The costs associated with grinding are generally less then half of any overlay option, if it’s done before the damage is extensive.
In most cases unprotected exterior surfaces in our Canadian winter do not fair very well through the freeze thaw. Many become covered in ice making them dangerous to walk on. The water/ice gets deep into the concrete then freezes, expanding within the pores, leaving a rough unsightly surface. Usually salt is the icing on the cake, now you have rebar. When it gets down to this stage when the surface is very weak and anything ridged runs a high risk of delamination.

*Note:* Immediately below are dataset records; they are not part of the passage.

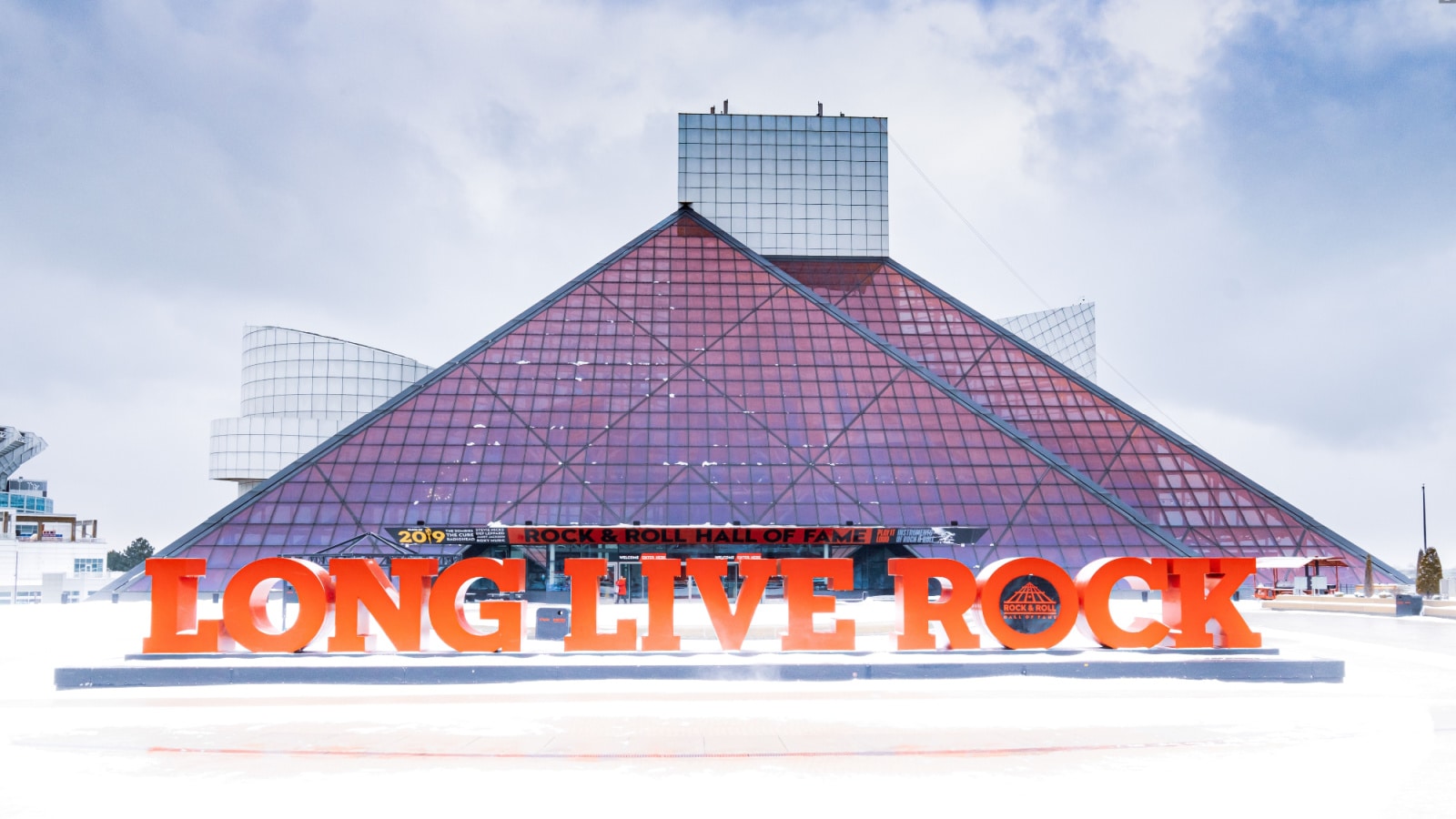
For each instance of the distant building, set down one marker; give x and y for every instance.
(46, 555)
(298, 390)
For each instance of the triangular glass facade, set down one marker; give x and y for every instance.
(1174, 484)
(684, 380)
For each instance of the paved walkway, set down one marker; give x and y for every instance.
(1380, 743)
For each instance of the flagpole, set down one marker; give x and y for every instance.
(1423, 518)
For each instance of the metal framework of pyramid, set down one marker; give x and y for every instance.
(1176, 484)
(688, 380)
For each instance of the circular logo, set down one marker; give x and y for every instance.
(1030, 603)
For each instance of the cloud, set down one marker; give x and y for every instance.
(1251, 191)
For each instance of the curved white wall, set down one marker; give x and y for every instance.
(298, 389)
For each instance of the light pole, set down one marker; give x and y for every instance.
(1424, 545)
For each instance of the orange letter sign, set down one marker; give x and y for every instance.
(175, 629)
(730, 625)
(360, 584)
(448, 605)
(916, 611)
(1028, 602)
(245, 603)
(798, 589)
(1096, 591)
(586, 577)
(1200, 591)
(662, 574)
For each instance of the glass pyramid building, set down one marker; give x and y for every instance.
(689, 379)
(686, 380)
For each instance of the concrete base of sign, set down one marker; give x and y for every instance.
(147, 671)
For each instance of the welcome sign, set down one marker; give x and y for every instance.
(1023, 602)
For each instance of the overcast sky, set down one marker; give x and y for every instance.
(1257, 196)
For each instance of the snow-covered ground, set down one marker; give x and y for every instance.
(1380, 743)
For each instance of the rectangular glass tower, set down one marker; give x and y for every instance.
(801, 186)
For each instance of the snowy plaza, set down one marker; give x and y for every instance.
(1382, 742)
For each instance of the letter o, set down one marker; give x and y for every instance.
(245, 603)
(1001, 574)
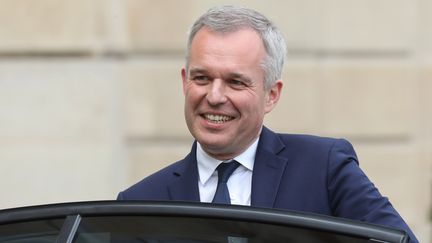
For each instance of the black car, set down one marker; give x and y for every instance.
(174, 222)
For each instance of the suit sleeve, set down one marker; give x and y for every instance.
(352, 195)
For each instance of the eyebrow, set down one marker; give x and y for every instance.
(195, 71)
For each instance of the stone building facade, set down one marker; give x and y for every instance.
(91, 99)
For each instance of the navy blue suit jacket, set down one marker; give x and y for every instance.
(291, 172)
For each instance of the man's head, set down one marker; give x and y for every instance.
(225, 19)
(228, 88)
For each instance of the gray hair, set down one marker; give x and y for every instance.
(226, 19)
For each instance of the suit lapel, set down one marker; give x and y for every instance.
(185, 188)
(268, 170)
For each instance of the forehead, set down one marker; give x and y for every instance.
(240, 45)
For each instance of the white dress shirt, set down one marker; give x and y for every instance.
(239, 183)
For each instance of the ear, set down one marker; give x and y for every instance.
(273, 95)
(184, 78)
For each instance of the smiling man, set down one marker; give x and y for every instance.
(231, 80)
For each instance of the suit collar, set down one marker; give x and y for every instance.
(185, 187)
(268, 169)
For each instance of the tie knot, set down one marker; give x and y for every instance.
(225, 170)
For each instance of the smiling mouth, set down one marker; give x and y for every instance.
(217, 118)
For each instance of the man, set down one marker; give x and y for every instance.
(232, 78)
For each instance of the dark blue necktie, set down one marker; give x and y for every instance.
(224, 172)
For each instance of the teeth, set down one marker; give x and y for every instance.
(217, 118)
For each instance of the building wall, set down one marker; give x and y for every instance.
(91, 100)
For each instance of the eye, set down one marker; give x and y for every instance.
(237, 83)
(200, 79)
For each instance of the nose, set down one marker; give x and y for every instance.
(216, 94)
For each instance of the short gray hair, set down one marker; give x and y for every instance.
(226, 19)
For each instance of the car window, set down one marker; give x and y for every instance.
(42, 231)
(147, 229)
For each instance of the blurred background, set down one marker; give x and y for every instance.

Rubber Stone is flexible and soft to walk on making it great for many different applications. The black portion of the overlay is recycled rubber and coloured portion is added to change the colour of the overlay. Usually the coloured rubber replaces the black in increments of 10% until the target colour is achieved. Multiple colours can be used. Ex 20% Brown 20% Red and 60% black.
Limited bookings available for 2015 season.
Cement based overlays are another option for resurfacing concrete that can be effective in certain applications, allowing you to add a new and refreshing finish that can include color or have subsequent topical color or stain added. Existing concrete must be structurally sound and not have any unusual cracking. In most cases overlays are sealed with multiple coats of acrylic sealer and should be resealed as needed every 2 -3 years.